Canada’s Ten Thousand Cow Genomes Project

1324

Source: Dairy Farmers of Canada

OBJECTIVE:

The goal of the activity was establishing a database of cows genotyped with high quality records for fertility, survival, health, novel traits and other key traits, and these have been imputed to the entire sequence genotypes of these cows.

KEY OUTCOMES:

• A national cow genomic data base with unique and high quality cow phenotypes. A reference data base of 9,830 cows imputed to sequence genotypes with minimized preferential treatment coming from herds with high quality phenotypes for fertility, survival, health, other key traits, and novel trait phenotypes such as immune response, hoof health, feed efficiency and related traits, and milk spectral data. This reference database is already being used by several research and development projects with direct relevance to the Canadian Dairy Network and the dairy industry in general.

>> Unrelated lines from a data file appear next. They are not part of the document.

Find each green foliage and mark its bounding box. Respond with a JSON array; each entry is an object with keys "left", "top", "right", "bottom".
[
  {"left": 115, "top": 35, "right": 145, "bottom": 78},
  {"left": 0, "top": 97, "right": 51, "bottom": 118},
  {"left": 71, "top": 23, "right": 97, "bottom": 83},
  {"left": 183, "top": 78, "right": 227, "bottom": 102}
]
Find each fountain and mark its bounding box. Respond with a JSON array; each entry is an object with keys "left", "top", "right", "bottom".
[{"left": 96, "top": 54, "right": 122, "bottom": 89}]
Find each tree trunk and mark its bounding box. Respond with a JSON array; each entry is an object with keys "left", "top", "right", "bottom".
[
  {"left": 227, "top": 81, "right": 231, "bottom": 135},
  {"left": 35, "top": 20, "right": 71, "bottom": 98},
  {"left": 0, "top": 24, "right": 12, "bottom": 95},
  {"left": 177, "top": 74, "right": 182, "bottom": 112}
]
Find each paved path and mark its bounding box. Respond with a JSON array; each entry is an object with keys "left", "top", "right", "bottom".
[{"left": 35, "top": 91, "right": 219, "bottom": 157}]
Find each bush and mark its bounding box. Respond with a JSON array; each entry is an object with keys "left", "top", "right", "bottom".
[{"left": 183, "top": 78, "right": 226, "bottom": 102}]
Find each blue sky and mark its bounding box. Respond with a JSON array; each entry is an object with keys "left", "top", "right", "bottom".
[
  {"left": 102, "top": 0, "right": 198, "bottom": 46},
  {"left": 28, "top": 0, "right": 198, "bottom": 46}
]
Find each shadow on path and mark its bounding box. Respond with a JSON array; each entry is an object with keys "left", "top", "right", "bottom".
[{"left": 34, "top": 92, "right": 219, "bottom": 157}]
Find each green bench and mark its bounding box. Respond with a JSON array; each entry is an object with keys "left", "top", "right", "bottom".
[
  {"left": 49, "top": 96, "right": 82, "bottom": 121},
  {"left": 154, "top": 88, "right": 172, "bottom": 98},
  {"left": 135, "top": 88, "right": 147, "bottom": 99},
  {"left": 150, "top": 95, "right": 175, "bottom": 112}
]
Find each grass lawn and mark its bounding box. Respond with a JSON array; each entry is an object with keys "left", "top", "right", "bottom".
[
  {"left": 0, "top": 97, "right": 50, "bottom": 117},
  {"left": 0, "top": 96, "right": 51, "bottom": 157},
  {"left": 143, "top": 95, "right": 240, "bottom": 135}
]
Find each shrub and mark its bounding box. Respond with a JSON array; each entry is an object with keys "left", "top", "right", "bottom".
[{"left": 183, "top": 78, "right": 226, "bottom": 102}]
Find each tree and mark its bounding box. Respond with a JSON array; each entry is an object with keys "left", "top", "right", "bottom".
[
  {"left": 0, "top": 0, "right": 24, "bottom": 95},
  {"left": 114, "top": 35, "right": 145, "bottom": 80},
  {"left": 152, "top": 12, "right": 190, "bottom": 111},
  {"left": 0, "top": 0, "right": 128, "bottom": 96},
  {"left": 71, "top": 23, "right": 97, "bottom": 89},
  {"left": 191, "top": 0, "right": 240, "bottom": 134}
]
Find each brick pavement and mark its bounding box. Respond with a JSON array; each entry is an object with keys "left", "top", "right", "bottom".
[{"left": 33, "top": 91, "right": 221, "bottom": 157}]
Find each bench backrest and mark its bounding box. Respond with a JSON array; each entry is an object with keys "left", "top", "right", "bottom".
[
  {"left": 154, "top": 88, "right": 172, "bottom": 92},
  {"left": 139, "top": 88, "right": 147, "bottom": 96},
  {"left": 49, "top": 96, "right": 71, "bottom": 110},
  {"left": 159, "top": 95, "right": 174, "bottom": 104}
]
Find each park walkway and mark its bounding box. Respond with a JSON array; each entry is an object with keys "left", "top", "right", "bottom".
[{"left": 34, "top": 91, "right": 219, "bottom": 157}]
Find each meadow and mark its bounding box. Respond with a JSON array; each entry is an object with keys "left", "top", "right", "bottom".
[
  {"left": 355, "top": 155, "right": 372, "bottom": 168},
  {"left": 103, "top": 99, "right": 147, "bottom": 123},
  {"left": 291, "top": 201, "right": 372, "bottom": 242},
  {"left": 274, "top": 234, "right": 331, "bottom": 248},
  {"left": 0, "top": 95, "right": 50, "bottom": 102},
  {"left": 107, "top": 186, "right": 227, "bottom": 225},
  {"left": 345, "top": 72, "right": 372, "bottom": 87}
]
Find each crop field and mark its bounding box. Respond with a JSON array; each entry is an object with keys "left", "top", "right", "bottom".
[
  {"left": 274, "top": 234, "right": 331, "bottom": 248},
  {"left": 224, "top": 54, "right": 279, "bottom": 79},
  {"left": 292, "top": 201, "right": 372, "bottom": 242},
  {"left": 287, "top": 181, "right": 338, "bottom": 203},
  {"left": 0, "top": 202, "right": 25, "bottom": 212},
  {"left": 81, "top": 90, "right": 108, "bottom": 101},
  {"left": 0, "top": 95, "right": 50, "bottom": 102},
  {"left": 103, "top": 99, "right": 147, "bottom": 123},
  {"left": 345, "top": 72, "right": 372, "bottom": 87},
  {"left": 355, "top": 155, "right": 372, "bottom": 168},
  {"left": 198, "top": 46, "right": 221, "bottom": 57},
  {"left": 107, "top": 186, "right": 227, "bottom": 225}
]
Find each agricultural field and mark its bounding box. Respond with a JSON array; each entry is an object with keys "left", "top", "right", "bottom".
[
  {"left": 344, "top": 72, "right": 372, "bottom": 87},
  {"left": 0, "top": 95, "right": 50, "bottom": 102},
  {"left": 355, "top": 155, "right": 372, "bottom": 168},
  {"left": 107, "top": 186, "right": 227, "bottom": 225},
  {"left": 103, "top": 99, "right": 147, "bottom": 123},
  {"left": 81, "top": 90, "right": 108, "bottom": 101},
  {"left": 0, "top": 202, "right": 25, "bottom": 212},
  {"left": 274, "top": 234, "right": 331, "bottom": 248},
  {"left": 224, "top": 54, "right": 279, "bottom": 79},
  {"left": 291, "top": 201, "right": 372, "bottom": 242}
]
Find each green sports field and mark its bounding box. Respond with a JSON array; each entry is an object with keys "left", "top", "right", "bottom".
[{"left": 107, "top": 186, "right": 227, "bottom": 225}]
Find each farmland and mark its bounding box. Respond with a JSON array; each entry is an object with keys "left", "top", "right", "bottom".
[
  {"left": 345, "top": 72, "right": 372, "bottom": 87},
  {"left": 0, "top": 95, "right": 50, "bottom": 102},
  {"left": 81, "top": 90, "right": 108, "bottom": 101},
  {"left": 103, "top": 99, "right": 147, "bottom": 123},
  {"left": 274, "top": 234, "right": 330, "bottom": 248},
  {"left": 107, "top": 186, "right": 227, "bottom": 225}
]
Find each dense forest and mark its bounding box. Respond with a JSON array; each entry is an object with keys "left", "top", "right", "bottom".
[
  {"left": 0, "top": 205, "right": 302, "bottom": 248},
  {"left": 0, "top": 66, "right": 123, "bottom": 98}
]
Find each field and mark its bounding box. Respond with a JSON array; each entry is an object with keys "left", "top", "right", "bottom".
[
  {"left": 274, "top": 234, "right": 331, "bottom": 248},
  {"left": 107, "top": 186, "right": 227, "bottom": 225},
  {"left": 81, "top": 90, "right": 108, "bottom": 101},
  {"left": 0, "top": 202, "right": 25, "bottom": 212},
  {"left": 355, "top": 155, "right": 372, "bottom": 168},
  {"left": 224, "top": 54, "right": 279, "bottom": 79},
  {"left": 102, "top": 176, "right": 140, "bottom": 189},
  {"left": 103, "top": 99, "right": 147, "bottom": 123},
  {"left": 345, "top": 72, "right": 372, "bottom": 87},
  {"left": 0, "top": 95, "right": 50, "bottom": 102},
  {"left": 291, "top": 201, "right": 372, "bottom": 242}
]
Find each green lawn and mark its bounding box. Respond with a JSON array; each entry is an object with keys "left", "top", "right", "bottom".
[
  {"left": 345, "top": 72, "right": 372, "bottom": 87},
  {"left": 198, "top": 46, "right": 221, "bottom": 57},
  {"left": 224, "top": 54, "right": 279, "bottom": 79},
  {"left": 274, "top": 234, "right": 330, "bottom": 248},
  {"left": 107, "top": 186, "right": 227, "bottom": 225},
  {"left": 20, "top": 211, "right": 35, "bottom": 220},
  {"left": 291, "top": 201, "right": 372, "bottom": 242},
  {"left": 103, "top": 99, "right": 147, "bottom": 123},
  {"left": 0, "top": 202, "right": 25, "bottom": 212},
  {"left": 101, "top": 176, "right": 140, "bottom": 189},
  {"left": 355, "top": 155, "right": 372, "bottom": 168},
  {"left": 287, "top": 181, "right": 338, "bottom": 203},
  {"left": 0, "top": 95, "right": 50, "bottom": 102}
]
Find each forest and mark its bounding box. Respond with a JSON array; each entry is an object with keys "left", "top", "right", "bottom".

• An efficient method to maximize imputation accuracy to wholegenome sequence by applying various quality control filters in post-alignment sequence data. This efficient method maximizes sequence imputation accuracy and, therefore, accuracy of the associated analyses.

• An efficient pipeline to construct genomic relationship matrices based on haplotypes for genomic prediction and genome wide association studies analyses. This will allow the efficient use of haplotype based models.

BENEFITS TO THE DAIRY INDUSTRY

This activity has allowed the development of a female reference population (phenotyped and 50K genotyped), which has allowed the implementation of single step genomic evaluation for novel traits. This technology yields a higher reliability of genomic breeding values and thus accurate selection even for low heritable traits.